It’s an exciting time to be a mom. The number of different parenting styles is as countless as the diapers in the trash (or the cloth diapers in the pail, whatever floats your boat). Regardless of your thoughts on diapers or any of the million other little parenting decisions, the vast array of choices in motherhood plastered across social media can be just plain overwhelming. It’s like picking from a menu with 600 items and wondering if you made the wrong choice while eying another table’s food and chewing your own meal.
This spring, I left behind a teaching career I love to stay at home with my two girls. I know how many parents would love to leave work to be at home with their children and how privileged I am to have this choice. Sill, I’m in a role I didn’t envision; I’m a stay-at-home mom.

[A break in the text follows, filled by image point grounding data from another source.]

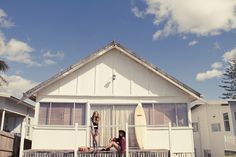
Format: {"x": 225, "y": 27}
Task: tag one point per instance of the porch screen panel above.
{"x": 44, "y": 113}
{"x": 182, "y": 114}
{"x": 125, "y": 114}
{"x": 105, "y": 129}
{"x": 164, "y": 113}
{"x": 148, "y": 110}
{"x": 80, "y": 113}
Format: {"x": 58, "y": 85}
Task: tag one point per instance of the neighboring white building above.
{"x": 13, "y": 112}
{"x": 214, "y": 124}
{"x": 112, "y": 81}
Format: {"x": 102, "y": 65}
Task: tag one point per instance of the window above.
{"x": 226, "y": 121}
{"x": 61, "y": 113}
{"x": 215, "y": 127}
{"x": 162, "y": 114}
{"x": 207, "y": 153}
{"x": 195, "y": 126}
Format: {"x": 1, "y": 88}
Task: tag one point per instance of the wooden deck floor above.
{"x": 66, "y": 153}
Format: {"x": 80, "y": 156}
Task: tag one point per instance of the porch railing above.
{"x": 76, "y": 128}
{"x": 230, "y": 142}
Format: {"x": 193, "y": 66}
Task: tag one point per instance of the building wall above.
{"x": 111, "y": 79}
{"x": 15, "y": 114}
{"x": 205, "y": 138}
{"x": 96, "y": 79}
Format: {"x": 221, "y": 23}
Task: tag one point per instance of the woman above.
{"x": 118, "y": 143}
{"x": 94, "y": 128}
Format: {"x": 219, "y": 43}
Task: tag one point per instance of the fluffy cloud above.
{"x": 137, "y": 12}
{"x": 208, "y": 75}
{"x": 51, "y": 57}
{"x": 202, "y": 18}
{"x": 216, "y": 65}
{"x": 4, "y": 21}
{"x": 192, "y": 43}
{"x": 16, "y": 51}
{"x": 217, "y": 46}
{"x": 229, "y": 55}
{"x": 215, "y": 70}
{"x": 16, "y": 85}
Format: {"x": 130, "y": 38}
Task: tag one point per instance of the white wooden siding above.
{"x": 96, "y": 78}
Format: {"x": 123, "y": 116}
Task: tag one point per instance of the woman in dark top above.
{"x": 118, "y": 143}
{"x": 94, "y": 128}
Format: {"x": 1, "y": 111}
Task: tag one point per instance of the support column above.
{"x": 170, "y": 139}
{"x": 22, "y": 139}
{"x": 3, "y": 119}
{"x": 76, "y": 140}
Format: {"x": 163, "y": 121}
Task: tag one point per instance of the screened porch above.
{"x": 114, "y": 117}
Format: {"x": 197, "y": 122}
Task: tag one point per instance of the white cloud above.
{"x": 208, "y": 75}
{"x": 17, "y": 51}
{"x": 199, "y": 17}
{"x": 51, "y": 57}
{"x": 216, "y": 65}
{"x": 49, "y": 61}
{"x": 137, "y": 12}
{"x": 16, "y": 85}
{"x": 217, "y": 46}
{"x": 192, "y": 43}
{"x": 229, "y": 55}
{"x": 50, "y": 54}
{"x": 4, "y": 21}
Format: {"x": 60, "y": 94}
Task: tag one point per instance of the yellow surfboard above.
{"x": 140, "y": 126}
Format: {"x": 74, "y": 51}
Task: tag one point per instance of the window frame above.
{"x": 176, "y": 123}
{"x": 226, "y": 121}
{"x": 215, "y": 127}
{"x": 72, "y": 117}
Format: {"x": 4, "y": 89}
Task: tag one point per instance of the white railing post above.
{"x": 170, "y": 144}
{"x": 127, "y": 139}
{"x": 76, "y": 142}
{"x": 2, "y": 119}
{"x": 22, "y": 139}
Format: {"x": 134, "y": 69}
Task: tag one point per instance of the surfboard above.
{"x": 140, "y": 126}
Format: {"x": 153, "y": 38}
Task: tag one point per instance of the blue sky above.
{"x": 191, "y": 40}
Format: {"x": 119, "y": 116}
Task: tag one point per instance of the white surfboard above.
{"x": 140, "y": 129}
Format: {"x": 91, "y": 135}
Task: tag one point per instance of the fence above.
{"x": 9, "y": 144}
{"x": 61, "y": 136}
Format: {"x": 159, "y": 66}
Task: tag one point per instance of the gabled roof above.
{"x": 113, "y": 45}
{"x": 17, "y": 101}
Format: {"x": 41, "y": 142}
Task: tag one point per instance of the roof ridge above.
{"x": 93, "y": 55}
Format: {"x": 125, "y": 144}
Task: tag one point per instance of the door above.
{"x": 113, "y": 119}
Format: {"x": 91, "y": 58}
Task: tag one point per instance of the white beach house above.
{"x": 112, "y": 81}
{"x": 13, "y": 113}
{"x": 214, "y": 125}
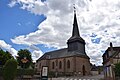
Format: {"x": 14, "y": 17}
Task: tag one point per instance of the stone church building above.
{"x": 70, "y": 61}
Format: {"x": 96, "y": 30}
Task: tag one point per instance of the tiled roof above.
{"x": 62, "y": 53}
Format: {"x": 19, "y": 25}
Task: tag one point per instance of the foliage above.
{"x": 24, "y": 54}
{"x": 4, "y": 56}
{"x": 117, "y": 69}
{"x": 9, "y": 69}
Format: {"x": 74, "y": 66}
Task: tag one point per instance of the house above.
{"x": 110, "y": 58}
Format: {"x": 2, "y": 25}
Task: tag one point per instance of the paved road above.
{"x": 97, "y": 77}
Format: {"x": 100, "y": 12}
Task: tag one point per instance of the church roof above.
{"x": 62, "y": 53}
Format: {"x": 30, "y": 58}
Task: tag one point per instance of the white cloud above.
{"x": 36, "y": 54}
{"x": 97, "y": 16}
{"x": 8, "y": 47}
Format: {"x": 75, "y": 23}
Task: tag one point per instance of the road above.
{"x": 96, "y": 77}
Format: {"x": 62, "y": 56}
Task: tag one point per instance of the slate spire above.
{"x": 75, "y": 32}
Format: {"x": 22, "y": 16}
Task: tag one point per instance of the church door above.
{"x": 83, "y": 68}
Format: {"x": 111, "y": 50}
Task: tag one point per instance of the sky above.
{"x": 46, "y": 25}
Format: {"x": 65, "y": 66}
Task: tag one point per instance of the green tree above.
{"x": 24, "y": 58}
{"x": 117, "y": 69}
{"x": 4, "y": 56}
{"x": 10, "y": 69}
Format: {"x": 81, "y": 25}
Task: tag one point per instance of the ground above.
{"x": 96, "y": 77}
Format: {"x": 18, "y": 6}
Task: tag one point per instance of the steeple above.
{"x": 75, "y": 32}
{"x": 75, "y": 42}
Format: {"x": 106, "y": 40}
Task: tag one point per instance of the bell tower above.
{"x": 75, "y": 42}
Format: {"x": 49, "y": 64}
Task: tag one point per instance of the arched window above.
{"x": 40, "y": 65}
{"x": 68, "y": 64}
{"x": 83, "y": 68}
{"x": 53, "y": 65}
{"x": 60, "y": 65}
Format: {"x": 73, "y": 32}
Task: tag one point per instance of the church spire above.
{"x": 75, "y": 32}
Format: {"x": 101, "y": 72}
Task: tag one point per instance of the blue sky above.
{"x": 15, "y": 21}
{"x": 46, "y": 25}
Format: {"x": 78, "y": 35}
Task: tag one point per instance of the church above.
{"x": 70, "y": 61}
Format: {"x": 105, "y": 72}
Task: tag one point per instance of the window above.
{"x": 60, "y": 65}
{"x": 68, "y": 64}
{"x": 40, "y": 65}
{"x": 53, "y": 65}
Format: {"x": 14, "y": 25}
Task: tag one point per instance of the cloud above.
{"x": 36, "y": 54}
{"x": 8, "y": 47}
{"x": 99, "y": 17}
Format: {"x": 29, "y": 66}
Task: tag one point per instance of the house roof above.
{"x": 62, "y": 53}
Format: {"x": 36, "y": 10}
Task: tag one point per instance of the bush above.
{"x": 9, "y": 69}
{"x": 117, "y": 69}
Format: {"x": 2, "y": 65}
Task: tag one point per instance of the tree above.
{"x": 24, "y": 58}
{"x": 4, "y": 56}
{"x": 117, "y": 69}
{"x": 10, "y": 69}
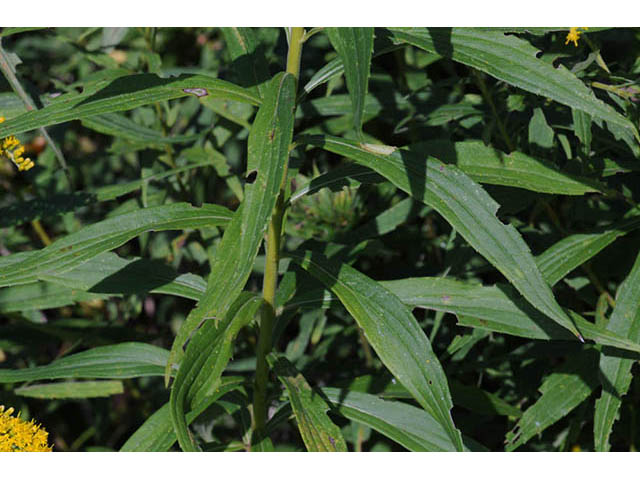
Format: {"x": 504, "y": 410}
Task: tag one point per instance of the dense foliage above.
{"x": 325, "y": 239}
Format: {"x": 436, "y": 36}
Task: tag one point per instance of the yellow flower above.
{"x": 11, "y": 149}
{"x": 574, "y": 35}
{"x": 17, "y": 435}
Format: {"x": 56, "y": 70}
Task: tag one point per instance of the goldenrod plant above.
{"x": 320, "y": 239}
{"x": 17, "y": 435}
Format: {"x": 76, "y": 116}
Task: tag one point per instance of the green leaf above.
{"x": 512, "y": 60}
{"x": 562, "y": 391}
{"x": 411, "y": 427}
{"x": 540, "y": 133}
{"x": 206, "y": 357}
{"x": 336, "y": 67}
{"x": 249, "y": 60}
{"x": 156, "y": 434}
{"x": 488, "y": 165}
{"x": 582, "y": 129}
{"x": 57, "y": 204}
{"x": 615, "y": 370}
{"x": 318, "y": 432}
{"x": 355, "y": 46}
{"x": 109, "y": 274}
{"x": 350, "y": 175}
{"x": 497, "y": 308}
{"x": 466, "y": 206}
{"x": 472, "y": 398}
{"x": 393, "y": 333}
{"x": 268, "y": 152}
{"x": 41, "y": 295}
{"x": 73, "y": 250}
{"x": 120, "y": 126}
{"x": 124, "y": 93}
{"x": 124, "y": 360}
{"x": 562, "y": 257}
{"x": 7, "y": 31}
{"x": 72, "y": 389}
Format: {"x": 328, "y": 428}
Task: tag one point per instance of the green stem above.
{"x": 489, "y": 100}
{"x": 270, "y": 283}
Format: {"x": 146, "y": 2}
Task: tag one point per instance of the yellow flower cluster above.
{"x": 574, "y": 35}
{"x": 16, "y": 435}
{"x": 11, "y": 149}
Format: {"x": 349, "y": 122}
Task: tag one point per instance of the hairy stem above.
{"x": 270, "y": 283}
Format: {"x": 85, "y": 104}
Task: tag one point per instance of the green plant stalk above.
{"x": 270, "y": 282}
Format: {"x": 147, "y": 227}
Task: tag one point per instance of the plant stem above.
{"x": 270, "y": 283}
{"x": 489, "y": 100}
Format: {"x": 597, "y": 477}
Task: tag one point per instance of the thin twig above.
{"x": 11, "y": 77}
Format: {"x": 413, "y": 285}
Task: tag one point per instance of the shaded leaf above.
{"x": 268, "y": 151}
{"x": 562, "y": 257}
{"x": 72, "y": 389}
{"x": 120, "y": 126}
{"x": 513, "y": 60}
{"x": 562, "y": 391}
{"x": 614, "y": 369}
{"x": 411, "y": 427}
{"x": 156, "y": 434}
{"x": 124, "y": 93}
{"x": 465, "y": 205}
{"x": 74, "y": 249}
{"x": 125, "y": 360}
{"x": 491, "y": 166}
{"x": 355, "y": 47}
{"x": 318, "y": 432}
{"x": 204, "y": 361}
{"x": 393, "y": 333}
{"x": 249, "y": 61}
{"x": 497, "y": 308}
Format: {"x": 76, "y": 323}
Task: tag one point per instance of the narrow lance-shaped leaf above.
{"x": 513, "y": 60}
{"x": 72, "y": 389}
{"x": 124, "y": 93}
{"x": 393, "y": 333}
{"x": 318, "y": 432}
{"x": 250, "y": 65}
{"x": 465, "y": 205}
{"x": 413, "y": 428}
{"x": 120, "y": 126}
{"x": 562, "y": 257}
{"x": 108, "y": 274}
{"x": 156, "y": 434}
{"x": 74, "y": 249}
{"x": 498, "y": 308}
{"x": 125, "y": 360}
{"x": 562, "y": 391}
{"x": 615, "y": 370}
{"x": 57, "y": 204}
{"x": 355, "y": 46}
{"x": 488, "y": 165}
{"x": 206, "y": 357}
{"x": 268, "y": 151}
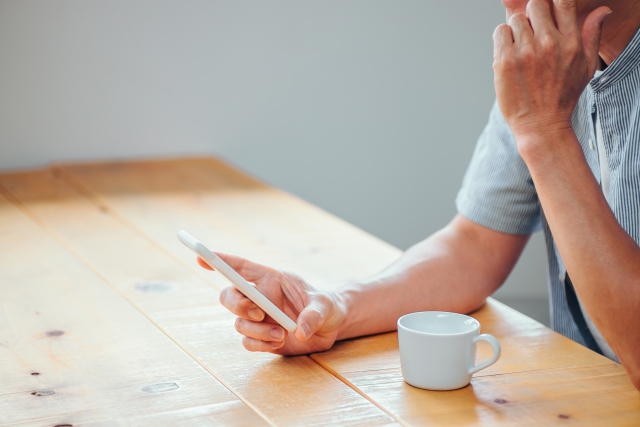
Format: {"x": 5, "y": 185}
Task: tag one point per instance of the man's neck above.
{"x": 619, "y": 28}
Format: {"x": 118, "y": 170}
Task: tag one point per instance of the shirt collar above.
{"x": 627, "y": 61}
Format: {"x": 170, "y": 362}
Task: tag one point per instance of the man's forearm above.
{"x": 602, "y": 259}
{"x": 456, "y": 269}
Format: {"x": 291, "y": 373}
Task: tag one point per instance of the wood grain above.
{"x": 541, "y": 379}
{"x": 231, "y": 212}
{"x": 284, "y": 233}
{"x": 72, "y": 351}
{"x": 287, "y": 391}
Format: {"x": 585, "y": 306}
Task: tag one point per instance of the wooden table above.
{"x": 105, "y": 318}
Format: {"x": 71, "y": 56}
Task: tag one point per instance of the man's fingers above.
{"x": 521, "y": 29}
{"x": 540, "y": 16}
{"x": 260, "y": 330}
{"x": 566, "y": 16}
{"x": 309, "y": 321}
{"x": 591, "y": 32}
{"x": 502, "y": 41}
{"x": 240, "y": 305}
{"x": 253, "y": 344}
{"x": 203, "y": 264}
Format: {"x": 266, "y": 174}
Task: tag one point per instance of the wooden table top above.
{"x": 105, "y": 318}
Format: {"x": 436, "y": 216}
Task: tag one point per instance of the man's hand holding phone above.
{"x": 318, "y": 314}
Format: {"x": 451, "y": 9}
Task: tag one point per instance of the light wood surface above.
{"x": 72, "y": 351}
{"x": 116, "y": 224}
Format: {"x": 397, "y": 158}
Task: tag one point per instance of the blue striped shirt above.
{"x": 498, "y": 192}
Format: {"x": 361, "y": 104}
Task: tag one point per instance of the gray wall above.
{"x": 369, "y": 109}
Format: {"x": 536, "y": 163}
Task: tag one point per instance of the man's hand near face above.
{"x": 543, "y": 62}
{"x": 542, "y": 66}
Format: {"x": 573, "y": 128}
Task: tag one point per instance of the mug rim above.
{"x": 401, "y": 326}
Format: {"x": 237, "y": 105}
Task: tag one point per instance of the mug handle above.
{"x": 496, "y": 352}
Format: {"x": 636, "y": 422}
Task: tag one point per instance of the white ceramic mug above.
{"x": 438, "y": 349}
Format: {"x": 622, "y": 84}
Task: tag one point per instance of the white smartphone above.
{"x": 238, "y": 281}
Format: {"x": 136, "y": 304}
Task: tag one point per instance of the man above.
{"x": 561, "y": 152}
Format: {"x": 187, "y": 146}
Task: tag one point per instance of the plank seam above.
{"x": 73, "y": 182}
{"x": 69, "y": 179}
{"x": 360, "y": 392}
{"x": 16, "y": 202}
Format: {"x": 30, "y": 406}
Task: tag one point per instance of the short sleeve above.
{"x": 497, "y": 191}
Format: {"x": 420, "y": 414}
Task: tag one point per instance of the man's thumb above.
{"x": 309, "y": 321}
{"x": 591, "y": 32}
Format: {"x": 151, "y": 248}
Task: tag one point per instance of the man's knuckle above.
{"x": 565, "y": 4}
{"x": 238, "y": 324}
{"x": 548, "y": 43}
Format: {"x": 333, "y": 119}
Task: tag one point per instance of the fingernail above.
{"x": 256, "y": 314}
{"x": 306, "y": 330}
{"x": 277, "y": 333}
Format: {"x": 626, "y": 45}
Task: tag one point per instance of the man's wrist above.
{"x": 540, "y": 148}
{"x": 345, "y": 299}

Don’t get me wrong—I want to be present in a full-time capacity every day (at least until 4 p.m.) but I also want my kids to have academic pursuits and to explore their deep heart desires and gifts God has placed in them. Even though I know pursuing a career doesn’t equal identity or value, there’s this little doubt trembling in my spirit that wonders whether my girls will equate my choice to stay home as the culmination of female adulthood.
The nagging fear that I’m encouraging them to chase their passion and pursue their education UNTIL they are parents leaves me with an uncomfortable question echoing away in the back of my mind:
Did I quit my job for this?
After all, my role model (my own mom) did everything and she did it well. She worked outside the home, she came rushing back to provide hot meals, she took us to all the activities and she never let us see she was tired. She was a tiny tower of strength and joy. But when I tried to do it all, I wasn’t a tower of strength. I was a precariously wobbly tower of Jenga blocks, one prod away from emotional disaster.
So why did I walk away from a career I love? For whining and fights? For painstaking puzzles and reading books over and over again? Did I get two degrees to load dishes and rewash laundry? To kiss owies and banish under-the-bed-monsters?
Yes to all of the above and also to banish my own monsters because I can’t do it all and honestly, I don’t want to. In all the choices that parenthood offers, I am realizing more and more that there isn’t just one right path. In the menu of motherhood, you can make a choice and discover a whole new sensation or you can decide it’s time for a different entrée. What works for me may not work for you and what works this year may look a lot different down the road.
I’m setting aside one passion for this season of motherhood, but nothing is lost or wasted. While there’s no singular model of success to pass on to this next generation of fierce females, there is a consistent message that I want my girls to believe deep in their souls: that they can choose and that they can grow. They can say yes. They can say no. They can do both. Or neither. Or either and then change their minds because their womanhood and identity is valuable and precious and belongs to them.
And for me, today, that looks like I quit my job for this.